En 2002, une équipe de journalistes d’investigation du Boston Globe dévoile une enquête impliquant des prêtres pédophiles. Spotlight est le nom du service qui a passé plus d’un an à fouiller et recueillir des témoignages sur des viols couverts par l’Eglise Catholique pendant de nombreuses années.
Si l’enquête a révélé des abus sexuels dans le monde entier, le point de départ s’est fait dans une ville où la religion occupe une place fondamentale. Le dilemme moral est complexe pour les journalistes, qui font face à la culpabilité de n’avoir pu découvrir les viols plus tôt mais aussi à la réaction de leurs proches et plus globalement des Bostoniens. Il leur a donc fallu de véritables convictions pour révéler au grand jour un tel scandale étouffé par les autorités juridiques et politiques.
L’un des premiers impacts de cette affaire est l’écho qu’elle a sur la communauté. Les quartiers populaires de la ville, parmi lesquels Charlestown ou Dorchester où se trouvent les locaux du Globe, ont un véritable attachement à l’Eglise. L’une des qualités du long métrage de Tom McCarthy est de dévoiler les conséquences des révélations sur les habitants, à commencer par les journalistes qui ont pour la plupart grandi dans ces quartiers et qui ont dû combattre leur perte d’illusions.
Leur engagement se ressent clairement à l’écran. Les protagonistes affrontent leurs doutes et sont forcés de mettre de côté leurs liens avec L’Eglise et la ville qui les a vus grandir. En présentant une équipe soudée et solidaire, McCarthy révèle son éthique, rapproche le spectateur des enquêteurs et l’immerge dans une affaire sordide mais passionnante. Les voir fouiller, insister et parcourir la ville avec une persévérance inébranlable nous rappelle l’importance d’un métier dont les valeurs premières ont tendance à être oubliées au profit de la vitesse du scoop.
Ici, la documentation est indispensable, tout comme les échanges avec les victimes et les prêtres mis en cause. La faculté des journalistes de ne négliger aucun détail est parfaitement retranscrite grâce aux dialogues ciselés de McCarthy et à sa capacité à nous rendre membre de l’équipe en filmant majoritairement dans les locaux du globe. Une enquête journalistique ne nous avait pas autant happés depuis le génial Jeux de pouvoir de Kevin Macdonald. L’engagement, l’obstination et l’espoir qui s’en dégagent rappellent les œuvres de Sidney Lumet et Les hommes du Président, référence ultime que le réalisateur et les comédiens ont longuement étudiée.

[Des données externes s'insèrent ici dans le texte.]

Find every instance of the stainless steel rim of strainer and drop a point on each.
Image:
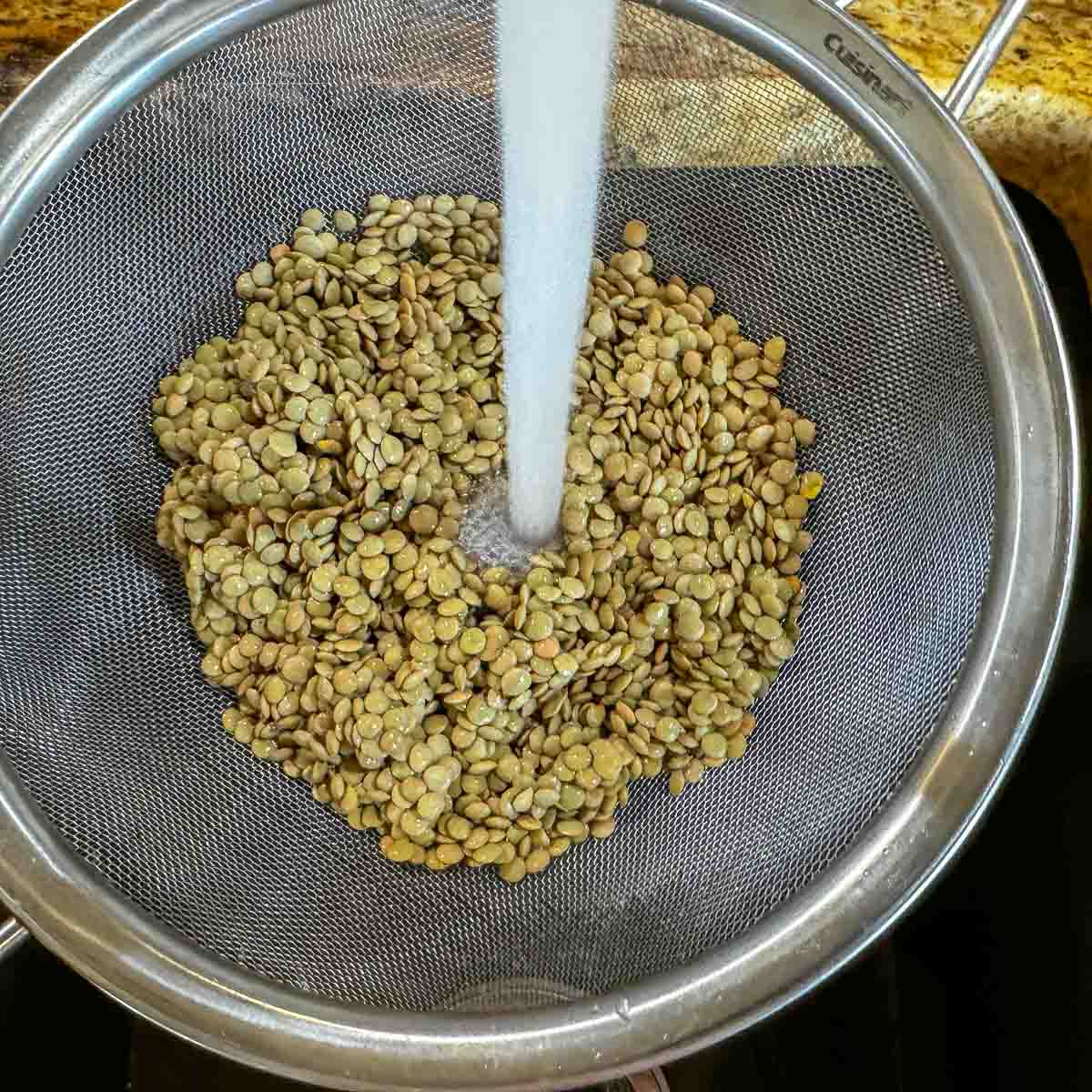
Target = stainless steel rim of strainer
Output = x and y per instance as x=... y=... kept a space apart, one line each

Spotlight présente un sujet grave contrebalancé par la ténacité des enquêteurs et les liens qui les unissent. Le spectateur voit vivre le Boston Globe, pénètre dans les salles de rédaction et de tirage et assiste aux réunions des supérieurs qui sont constamment derrière leur équipe. L’attachement que l’on a pour les personnages vient également de leur façon de traiter l’affaire sans pitié mais avec de l’empathie et un véritable respect pour Boston et les valeurs catholiques dans lesquelles ils ont été élevés. L’écriture du film est prodigieuse mais ne serait rien sans la sobriété des comédiens, tour à tour effacés, écrasés par le poids de l’enquête puis remotivés grâce à la synergie du groupe et leurs rapports individuels.
Évoquant des faits qui se sont déroulés entre 2001 et 2002, le film propose une vision d’une période charnière où la technologie n’était pas encore aussi développée et donc l’accès à l’information plus réduit. Spotlight ne tombe pas pour autant dans le constat d’une époque révolue mais fait habilement la liaison entre le temps des affaires portées par des journalistes comme Bernstein et Woodward et la nôtre, où la multitude de sources permet d’enrichir nos connaissances et notre manière d’approfondir des sujets.
Entre la cohésion de groupe, les difficultés à communiquer avec les autorités, la pression que celles-ci exercent et la gravité d’un sujet traité avec subtilité, Spotlight est un film complet. Le long métrage nous bouleverse en abordant un thème sensible et universel mais surtout en présentant toutes les facettes d’une noble profession.